Why: The one thing most people associated with Comté want you to know about the cheese is that each wheel is unique. So that's the big "why" with Comté: Why is it so hard to characterize? And the answer, if you think about it, is simple. Cows graze on the various grasses, herbs, and flowers at their individual farms — and the exact kinds vary from farm to farm. So the milk from each farm is unique. And then once the milk arrives at the fruitière, milks are combined. And then when the cheese wheels arrive at the affineur, they're subject to that affineur's very own "brand" of (good) bacteria floating around in the air affecting the cheese. So, the characteristics of the milk vary, the characteristics of the fruitières vary, and the characteristics of the affineurs vary: Naturally, there is no "one" Comté. The fun part is deciding which you like best.

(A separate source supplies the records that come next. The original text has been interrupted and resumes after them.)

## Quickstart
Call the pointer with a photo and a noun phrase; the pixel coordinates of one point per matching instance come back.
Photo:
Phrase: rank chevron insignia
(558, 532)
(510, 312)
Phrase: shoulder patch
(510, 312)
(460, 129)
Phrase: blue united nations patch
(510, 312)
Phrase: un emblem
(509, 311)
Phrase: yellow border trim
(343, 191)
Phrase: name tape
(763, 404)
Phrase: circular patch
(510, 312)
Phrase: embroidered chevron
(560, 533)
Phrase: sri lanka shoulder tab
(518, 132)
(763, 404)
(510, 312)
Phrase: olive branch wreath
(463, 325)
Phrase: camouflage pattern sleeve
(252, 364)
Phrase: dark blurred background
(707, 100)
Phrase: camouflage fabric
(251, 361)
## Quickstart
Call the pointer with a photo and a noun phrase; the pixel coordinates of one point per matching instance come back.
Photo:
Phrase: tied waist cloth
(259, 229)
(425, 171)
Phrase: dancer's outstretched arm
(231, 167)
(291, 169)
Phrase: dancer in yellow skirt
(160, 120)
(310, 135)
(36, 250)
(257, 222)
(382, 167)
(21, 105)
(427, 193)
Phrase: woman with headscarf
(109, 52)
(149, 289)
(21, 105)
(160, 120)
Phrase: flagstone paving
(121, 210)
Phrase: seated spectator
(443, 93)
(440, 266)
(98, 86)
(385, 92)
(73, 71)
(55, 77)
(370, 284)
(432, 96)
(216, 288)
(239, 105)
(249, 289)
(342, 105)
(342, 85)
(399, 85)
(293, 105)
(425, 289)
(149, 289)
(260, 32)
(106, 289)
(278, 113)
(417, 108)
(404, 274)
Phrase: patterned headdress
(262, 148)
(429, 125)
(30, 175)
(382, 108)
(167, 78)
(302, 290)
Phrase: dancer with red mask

How: Figure out the kind of Comté you like best by sampling it from different shops and by buying Comté of different ages. The younger ones tend to be softer, milder, and sweeter (think butterscotch), while the more aged cheeses are harder, more crumbly, and more crunchy in texture, and saltier and more intense in flavor (think hazelnut, plum, and even dark chocolate). How to use Comté is easy: Got a baguette? And if you're so inclined and don't find it sacrilege (and why would you?), Comté is a great cooking cheese: Use it to add depth and richness to favorite home-style mac and cheese recipes, potato casseroles, and quiches and omelettes. It's also good grated it atop chili. One no-no: Nachos, where the cheese's complexity is lost in the shuffle (sigh, some fusions just aren't mean to be).

Buy It: Really high-end aged Comté from the Marcel Petit affineur is available via mail order from the Manhattan-based Essex Street Cheese Company; really good Comté is also available courtesy of the Entremont affineur at Costco locations around the country.